Into the Surgery Area – Surgery Day pt. 2

So after about 15 minutes of waiting in the little sitting area directly outside the surgery room, a nurse finally came to take me back. By this time my nerves were shot, even though I had been given a valium in the eye examination room where the antibiotic drops were applied to my eyes.

I want to start by saying that the surgery room, which I was given the opportunity to see before just not from the inside, was scary and only intensified my nervous feeling. It was basically a sterile looking version of a mad scientist’s lab or perhaps some sort of ultra clean torture chamber. There were two big ominous looking machines (one to cut the corneal flap, and one to make the tiny incisions on my exposed eye), multiple people in blue scrubs and white masks buzzing around yet somehow all staring at me at the same time, and a gurney type table that I was to lie on during the procedure. To me though, without my glasses, everything was a fuzzy blur and I felt scared and alone.

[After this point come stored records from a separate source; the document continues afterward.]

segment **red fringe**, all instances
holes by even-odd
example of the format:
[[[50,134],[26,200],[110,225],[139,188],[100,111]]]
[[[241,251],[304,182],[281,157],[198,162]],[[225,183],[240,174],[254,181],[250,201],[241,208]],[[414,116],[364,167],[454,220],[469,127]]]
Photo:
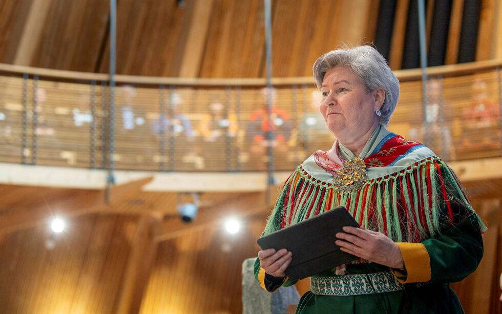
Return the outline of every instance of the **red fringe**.
[[[445,188],[445,184],[443,181],[443,175],[441,174],[441,166],[437,163],[436,163],[435,164],[437,166],[437,173],[439,174],[440,177],[440,184],[441,185],[441,190],[443,192],[443,199],[445,200],[445,201],[446,202],[446,207],[448,211],[448,217],[450,218],[450,223],[451,224],[450,225],[453,225],[453,212],[451,210],[451,205],[450,204],[450,201],[448,200],[448,197],[446,195],[446,189]]]

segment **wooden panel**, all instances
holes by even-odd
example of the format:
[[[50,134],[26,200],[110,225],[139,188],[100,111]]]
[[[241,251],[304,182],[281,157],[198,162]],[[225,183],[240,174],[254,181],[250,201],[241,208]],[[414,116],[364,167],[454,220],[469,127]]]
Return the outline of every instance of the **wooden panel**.
[[[19,39],[14,64],[22,66],[31,64],[31,59],[40,39],[40,34],[44,29],[44,23],[50,4],[50,0],[33,1],[25,24],[23,35]]]
[[[198,1],[195,6],[184,49],[186,53],[183,56],[183,63],[180,69],[180,77],[197,77],[199,76],[213,0]]]
[[[13,64],[33,0],[0,1],[0,62]]]
[[[95,71],[109,13],[106,1],[53,1],[32,65]]]
[[[450,28],[446,47],[445,65],[453,65],[457,62],[458,56],[458,44],[460,43],[460,31],[462,25],[462,14],[464,11],[464,0],[453,1],[450,18]]]
[[[200,77],[258,77],[264,57],[263,6],[260,0],[214,2]]]
[[[47,226],[8,236],[0,244],[2,311],[112,312],[135,227],[125,216],[79,219],[52,249]]]
[[[495,16],[495,30],[493,33],[495,51],[493,57],[502,59],[502,2],[500,1],[496,3]]]
[[[497,40],[493,34],[496,33],[495,14],[497,0],[483,0],[479,17],[479,29],[477,35],[476,60],[488,60],[493,56],[494,46]]]
[[[233,236],[215,225],[160,244],[140,313],[242,312],[241,265],[256,256],[265,217]]]
[[[409,6],[409,0],[399,0],[396,6],[392,38],[390,43],[390,53],[389,55],[389,66],[393,70],[401,68]]]

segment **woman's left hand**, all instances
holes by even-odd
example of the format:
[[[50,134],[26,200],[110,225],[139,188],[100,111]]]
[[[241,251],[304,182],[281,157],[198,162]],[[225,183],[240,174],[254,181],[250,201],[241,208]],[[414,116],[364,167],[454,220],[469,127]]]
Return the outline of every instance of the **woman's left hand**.
[[[385,235],[363,227],[346,226],[343,231],[336,234],[341,240],[335,242],[342,251],[392,268],[404,268],[399,246]]]

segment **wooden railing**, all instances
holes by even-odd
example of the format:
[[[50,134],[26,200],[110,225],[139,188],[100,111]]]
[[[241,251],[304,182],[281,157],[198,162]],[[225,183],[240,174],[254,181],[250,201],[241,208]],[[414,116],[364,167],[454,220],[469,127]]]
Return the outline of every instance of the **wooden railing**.
[[[401,92],[389,129],[422,142],[429,139],[424,143],[447,160],[502,156],[501,66],[496,60],[428,68],[427,119],[420,70],[396,71]],[[0,162],[106,168],[109,79],[0,64]],[[115,80],[116,169],[266,169],[264,78]],[[319,114],[312,78],[273,83],[274,164],[290,170],[315,151],[328,149],[334,138]]]

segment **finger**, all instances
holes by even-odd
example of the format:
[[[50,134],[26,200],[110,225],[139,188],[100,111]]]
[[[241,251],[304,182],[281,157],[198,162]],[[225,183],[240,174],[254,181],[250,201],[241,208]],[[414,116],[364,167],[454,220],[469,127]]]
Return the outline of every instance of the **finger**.
[[[347,248],[345,248],[345,247],[341,247],[340,248],[340,250],[342,250],[342,251],[345,252],[346,253],[348,253],[349,254],[352,254],[354,256],[357,256],[358,257],[360,257],[360,258],[363,258],[362,256],[360,256],[358,255],[358,254],[357,253],[355,253],[355,252],[353,252],[352,250],[350,250],[350,249],[348,249]]]
[[[358,246],[355,246],[355,245],[352,245],[349,244],[348,245],[344,246],[341,246],[340,250],[349,253],[352,255],[355,255],[358,257],[368,259],[368,255],[366,254],[366,250],[362,247],[359,247]]]
[[[273,248],[267,248],[267,249],[260,250],[258,252],[258,258],[260,260],[263,260],[275,253],[276,250]]]
[[[358,246],[361,246],[364,245],[364,241],[366,241],[359,238],[357,236],[351,235],[350,234],[339,232],[336,234],[337,238],[342,239],[347,242],[353,243]]]
[[[279,270],[280,270],[281,273],[284,273],[287,268],[287,267],[289,266],[289,264],[291,263],[291,261],[292,260],[292,258],[289,258],[284,264],[282,264],[282,266],[279,268]]]
[[[291,258],[292,254],[291,252],[288,252],[287,254],[284,256],[281,257],[280,258],[278,259],[277,261],[274,262],[273,263],[271,264],[267,269],[265,270],[266,271],[267,270],[271,272],[271,275],[273,274],[276,274],[277,271],[281,269],[283,264],[286,263],[288,260]],[[287,266],[286,266],[287,267]]]
[[[279,250],[271,256],[264,259],[263,261],[265,262],[266,265],[271,265],[276,261],[286,254],[287,254],[287,250],[285,248],[283,248]]]
[[[343,231],[347,233],[352,234],[359,237],[361,239],[367,240],[371,236],[371,234],[368,232],[365,229],[361,228],[355,228],[354,227],[345,226],[343,228]]]

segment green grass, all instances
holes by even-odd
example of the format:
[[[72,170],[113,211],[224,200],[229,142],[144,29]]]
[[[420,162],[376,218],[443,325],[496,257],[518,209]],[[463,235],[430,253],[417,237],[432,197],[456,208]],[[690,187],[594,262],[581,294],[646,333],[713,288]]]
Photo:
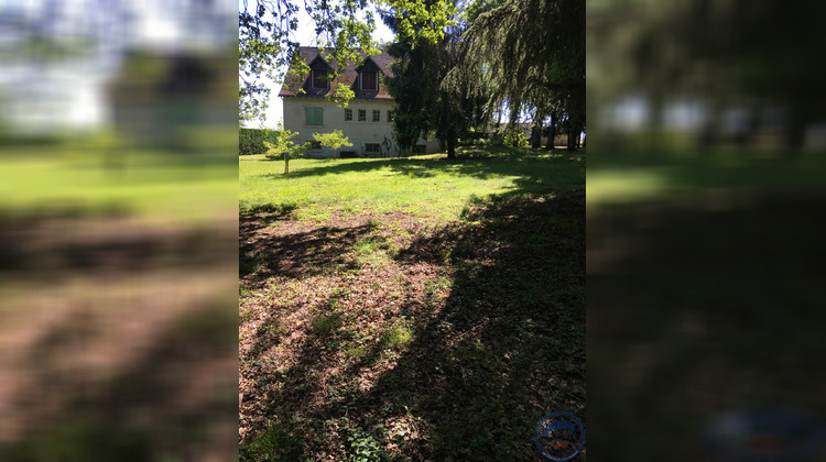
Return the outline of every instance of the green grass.
[[[409,212],[453,219],[469,199],[582,183],[582,154],[519,148],[463,148],[450,162],[444,154],[407,158],[293,160],[264,156],[239,162],[240,208],[297,208],[297,218],[326,220],[352,213]]]
[[[540,460],[585,418],[584,158],[241,158],[240,460]]]

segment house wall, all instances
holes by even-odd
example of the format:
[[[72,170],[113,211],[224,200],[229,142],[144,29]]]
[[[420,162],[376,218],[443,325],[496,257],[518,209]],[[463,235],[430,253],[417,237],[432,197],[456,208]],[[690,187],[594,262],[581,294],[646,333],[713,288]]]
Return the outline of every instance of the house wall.
[[[368,143],[381,145],[387,138],[387,140],[392,143],[392,147],[390,148],[390,153],[387,153],[385,148],[382,146],[382,155],[390,154],[391,156],[395,156],[399,154],[399,150],[396,148],[395,143],[393,143],[393,124],[392,122],[388,122],[388,111],[394,110],[395,107],[392,101],[351,100],[347,106],[347,109],[352,110],[352,120],[345,121],[345,108],[339,107],[335,102],[316,98],[296,97],[284,97],[283,100],[284,129],[298,133],[298,135],[293,139],[297,144],[313,141],[314,133],[329,133],[334,130],[341,130],[341,133],[347,136],[350,143],[352,143],[352,147],[343,147],[340,151],[356,151],[359,156],[379,156],[378,153],[366,153],[365,145]],[[304,109],[306,107],[323,109],[323,125],[306,124],[306,112]],[[367,121],[359,122],[359,109],[367,111]],[[372,121],[373,110],[379,110],[381,112],[381,120],[379,122]],[[436,140],[420,140],[419,144],[426,145],[427,153],[438,151],[438,142]],[[308,150],[304,153],[304,156],[311,158],[332,157],[333,151],[328,147]]]

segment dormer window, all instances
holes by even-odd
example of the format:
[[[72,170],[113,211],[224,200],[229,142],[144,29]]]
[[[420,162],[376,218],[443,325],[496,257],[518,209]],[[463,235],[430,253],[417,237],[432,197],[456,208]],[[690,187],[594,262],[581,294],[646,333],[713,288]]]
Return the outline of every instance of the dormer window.
[[[312,70],[309,73],[311,88],[329,88],[329,79],[326,70]]]
[[[379,89],[379,74],[372,70],[361,72],[361,89],[377,91]]]

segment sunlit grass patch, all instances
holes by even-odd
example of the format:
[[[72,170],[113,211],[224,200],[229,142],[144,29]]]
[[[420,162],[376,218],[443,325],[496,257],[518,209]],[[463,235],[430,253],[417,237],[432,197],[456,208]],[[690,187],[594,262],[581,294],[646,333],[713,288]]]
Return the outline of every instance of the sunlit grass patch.
[[[297,218],[328,220],[361,212],[407,212],[430,220],[455,219],[471,197],[513,190],[545,191],[580,183],[583,155],[502,148],[459,151],[410,158],[306,160],[290,163],[263,156],[239,161],[240,208],[243,211],[297,209]],[[485,155],[482,155],[485,154]]]

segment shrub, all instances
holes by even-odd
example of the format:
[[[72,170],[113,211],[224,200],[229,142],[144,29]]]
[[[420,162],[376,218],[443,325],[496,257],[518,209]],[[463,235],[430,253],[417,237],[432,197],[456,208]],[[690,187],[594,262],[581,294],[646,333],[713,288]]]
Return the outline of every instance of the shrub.
[[[504,145],[511,147],[528,147],[528,136],[522,130],[511,129],[504,132]]]
[[[278,131],[267,129],[239,129],[238,130],[238,154],[263,154],[267,152],[264,141],[274,141],[273,135]]]

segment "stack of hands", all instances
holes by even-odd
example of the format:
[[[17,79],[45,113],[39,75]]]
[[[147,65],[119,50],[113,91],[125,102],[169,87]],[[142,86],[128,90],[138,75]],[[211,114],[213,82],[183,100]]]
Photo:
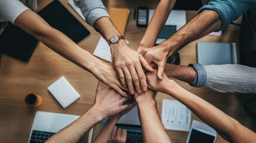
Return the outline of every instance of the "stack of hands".
[[[128,95],[122,89],[131,95],[135,92],[140,94],[147,90],[144,73],[154,71],[150,64],[158,68],[158,79],[163,79],[168,50],[159,46],[149,48],[140,46],[135,51],[124,39],[115,44],[110,44],[113,64],[101,61],[98,64],[98,68],[96,67],[96,72],[92,72],[101,82],[127,97]]]

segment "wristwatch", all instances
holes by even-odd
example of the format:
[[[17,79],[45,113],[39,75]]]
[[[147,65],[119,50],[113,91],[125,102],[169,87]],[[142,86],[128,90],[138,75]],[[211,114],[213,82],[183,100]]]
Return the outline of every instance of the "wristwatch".
[[[118,42],[119,39],[124,39],[125,38],[122,35],[116,35],[116,36],[113,36],[110,38],[109,40],[108,40],[107,43],[109,44],[110,43],[115,43]]]

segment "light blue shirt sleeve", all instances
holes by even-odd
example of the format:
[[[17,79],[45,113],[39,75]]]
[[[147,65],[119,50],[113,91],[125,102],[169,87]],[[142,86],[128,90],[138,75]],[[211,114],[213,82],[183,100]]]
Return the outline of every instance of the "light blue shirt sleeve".
[[[98,18],[109,17],[107,10],[101,0],[73,0],[78,6],[85,21],[93,27],[93,24]]]
[[[222,21],[221,30],[248,10],[255,7],[256,0],[211,0],[200,8],[198,12],[201,13],[205,10],[215,11]]]

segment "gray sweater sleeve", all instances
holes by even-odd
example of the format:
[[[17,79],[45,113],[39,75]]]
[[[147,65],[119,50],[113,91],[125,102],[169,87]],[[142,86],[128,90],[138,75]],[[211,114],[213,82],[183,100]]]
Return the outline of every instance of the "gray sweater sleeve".
[[[256,93],[256,68],[239,64],[203,66],[205,87],[221,92]]]
[[[98,18],[109,17],[107,9],[101,0],[73,0],[79,7],[85,21],[93,27],[93,24]]]

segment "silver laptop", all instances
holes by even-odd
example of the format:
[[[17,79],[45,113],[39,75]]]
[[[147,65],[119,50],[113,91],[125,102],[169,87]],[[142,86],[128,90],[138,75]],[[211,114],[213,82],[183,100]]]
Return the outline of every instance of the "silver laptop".
[[[124,115],[116,125],[118,128],[127,130],[125,142],[143,142],[141,126],[138,118],[137,106]]]
[[[33,122],[29,142],[44,142],[79,117],[79,116],[75,115],[37,111]]]
[[[152,18],[155,10],[150,10],[149,11],[149,23]],[[164,41],[174,34],[186,24],[186,11],[172,10],[168,16],[165,26],[158,35],[156,44],[159,44]]]

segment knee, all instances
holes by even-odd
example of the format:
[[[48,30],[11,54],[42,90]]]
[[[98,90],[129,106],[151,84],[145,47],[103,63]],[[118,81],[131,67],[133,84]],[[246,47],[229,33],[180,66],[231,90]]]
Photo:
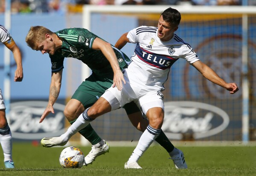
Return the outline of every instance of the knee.
[[[68,121],[71,121],[74,120],[73,119],[73,118],[74,118],[74,110],[72,109],[71,108],[69,108],[68,107],[66,107],[64,111],[63,111],[63,113],[64,114],[64,115],[65,115],[65,117],[66,117],[66,118],[67,118],[67,119]]]
[[[96,118],[97,117],[98,117],[99,115],[99,113],[100,113],[100,110],[99,108],[97,107],[91,107],[88,110],[88,111],[87,111],[87,115],[89,117],[92,118]]]
[[[7,121],[3,119],[2,120],[0,120],[0,128],[3,128],[6,126],[7,125]]]
[[[163,117],[154,117],[150,119],[149,124],[153,128],[159,129],[162,127],[163,121]]]

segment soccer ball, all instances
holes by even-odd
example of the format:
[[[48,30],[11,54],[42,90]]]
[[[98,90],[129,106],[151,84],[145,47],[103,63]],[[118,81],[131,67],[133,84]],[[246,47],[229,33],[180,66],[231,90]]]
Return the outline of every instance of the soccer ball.
[[[80,168],[84,162],[82,152],[76,147],[65,148],[59,156],[59,163],[64,168]]]

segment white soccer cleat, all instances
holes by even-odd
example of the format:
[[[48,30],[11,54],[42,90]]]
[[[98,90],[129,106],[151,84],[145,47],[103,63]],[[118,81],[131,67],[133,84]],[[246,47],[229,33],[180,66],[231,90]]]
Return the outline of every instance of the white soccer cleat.
[[[41,144],[45,147],[63,146],[67,143],[68,141],[63,141],[63,139],[61,137],[46,137],[41,140]]]
[[[124,164],[124,168],[141,169],[142,167],[140,167],[137,162],[133,162],[129,163],[129,164],[127,163],[127,162],[126,162]]]
[[[173,160],[176,169],[187,168],[188,166],[185,161],[184,153],[181,150],[177,149],[179,150],[179,153],[178,155],[174,155],[169,159]]]
[[[95,159],[97,156],[109,152],[109,146],[105,140],[103,140],[103,141],[104,141],[104,145],[102,146],[96,147],[94,145],[93,145],[91,147],[91,150],[85,157],[84,166],[87,166],[88,164],[92,163],[95,160]]]

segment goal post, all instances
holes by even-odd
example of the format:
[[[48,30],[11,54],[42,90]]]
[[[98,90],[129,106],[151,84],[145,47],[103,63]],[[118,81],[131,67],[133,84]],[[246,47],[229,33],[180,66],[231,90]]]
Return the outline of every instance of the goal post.
[[[156,26],[161,12],[170,6],[178,10],[182,15],[181,23],[176,33],[191,44],[202,61],[221,77],[227,82],[238,83],[240,90],[230,95],[228,91],[224,91],[223,88],[205,80],[185,62],[177,62],[178,63],[171,68],[170,78],[165,84],[166,89],[163,92],[165,103],[199,102],[205,104],[206,107],[217,107],[228,115],[230,122],[224,129],[218,132],[217,129],[220,129],[218,127],[226,121],[223,119],[223,114],[210,112],[211,110],[217,109],[209,108],[209,111],[207,112],[206,109],[208,107],[182,107],[180,105],[176,109],[185,109],[188,114],[179,112],[182,117],[177,121],[173,115],[170,117],[165,114],[165,134],[170,139],[177,140],[242,141],[246,144],[253,140],[251,138],[253,137],[250,136],[252,135],[250,134],[250,130],[255,128],[254,125],[256,127],[256,118],[252,115],[255,113],[252,107],[256,103],[253,98],[256,96],[256,91],[251,88],[256,85],[254,78],[256,72],[254,71],[256,67],[254,55],[256,43],[253,40],[256,37],[253,32],[256,30],[256,7],[85,5],[82,26],[114,45],[122,34],[133,28],[142,25]],[[133,54],[135,46],[127,45],[122,50],[130,57]],[[83,81],[91,71],[85,64],[82,65],[81,78]],[[174,106],[172,104],[171,107]],[[203,110],[200,110],[200,108]],[[202,112],[194,114],[191,111],[192,109]],[[170,113],[173,115],[174,111],[172,110]],[[206,117],[209,114],[212,115],[211,120],[206,122]],[[119,115],[113,113],[110,116],[115,115]],[[122,115],[126,115],[122,113]],[[107,118],[111,120],[111,118]],[[172,121],[177,123],[176,126],[172,124]],[[186,122],[183,124],[185,130],[177,127],[181,125],[180,123],[182,121]],[[106,124],[103,125],[99,129],[111,131],[109,129],[111,127],[106,127]],[[197,129],[197,127],[201,130]],[[215,132],[212,133],[213,130]],[[215,134],[198,135],[200,133]],[[137,133],[135,135],[139,136]],[[202,136],[204,137],[197,137]],[[120,138],[122,140],[126,138],[124,136]]]

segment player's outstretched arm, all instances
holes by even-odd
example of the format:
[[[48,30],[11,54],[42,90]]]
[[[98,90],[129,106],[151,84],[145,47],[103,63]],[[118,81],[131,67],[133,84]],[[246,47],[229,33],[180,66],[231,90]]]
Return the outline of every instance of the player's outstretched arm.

A rather cute nurse led me to the surgery table and instructed me to lie down. I was a bit unsteady at this point, partly due to the drugs – both taken internally and those dropped into my eyes, and partly due to my franticly racing nerves (not to mention that I physically couldn’t see because I wasn’t wearing my glasses) and so the nurse actually assisted me onto the operating table. She passed some more instructions to me along with a few soothing words like, “This will all be over before you know it” and “Don’t move while the laser is on”.

My breathing was really fast by this point and I don’t think the valium ever kicked in. It was as I was lying down, staring straight up at the ceiling, that I was given my stuffed animal: Goofy. Sadly, I didn’t get to choose which stuffed animal I’d be holding on to. At this point I was still uncertain of the need to hold onto something during the surgery but I’d soon learn the staff’s rational. Again I was instructed to use Goofy as a stress ball and to squeeze it rather than move my head/body as the procedure would be a tad uncomfortable. This is the first time anyone mentioned that the operation would be even remotely uncomfortable.

So with Goofy in my arms my eyelids were taped open so that I no longer was able to blink. Feelings of being in some deranged science-fiction movie washed over me as I starred unblinkingly up towards the ceiling as nurses hovered around me not quite in range of my peripheral vision. It was explained to me that the two large machines, the ones that would be actually producing the surgical laser that hopefully would correct my vision, were immobile and it was I, on my uncomfortable flat table of a bed, that would be moving, actually swung around, to be positioned underneath them.

As the doctor wheeled his stool/chair closer to me, he instructed me to always look straight ahead into the light and not to move at all. Then I was told that he would work on one eye at a time. My right eye would be first. I would be put under the first laser machine and then the next and then he would repeat the process with my left eye. There wasn’t time for clarification or questions if I had them as I was already being positioned underneath the first large laser machine, often called an IntraLase machine. This is the machine that cuts the cornea flap when bladeless Lasik is performed instead of the microkeratome metal blade.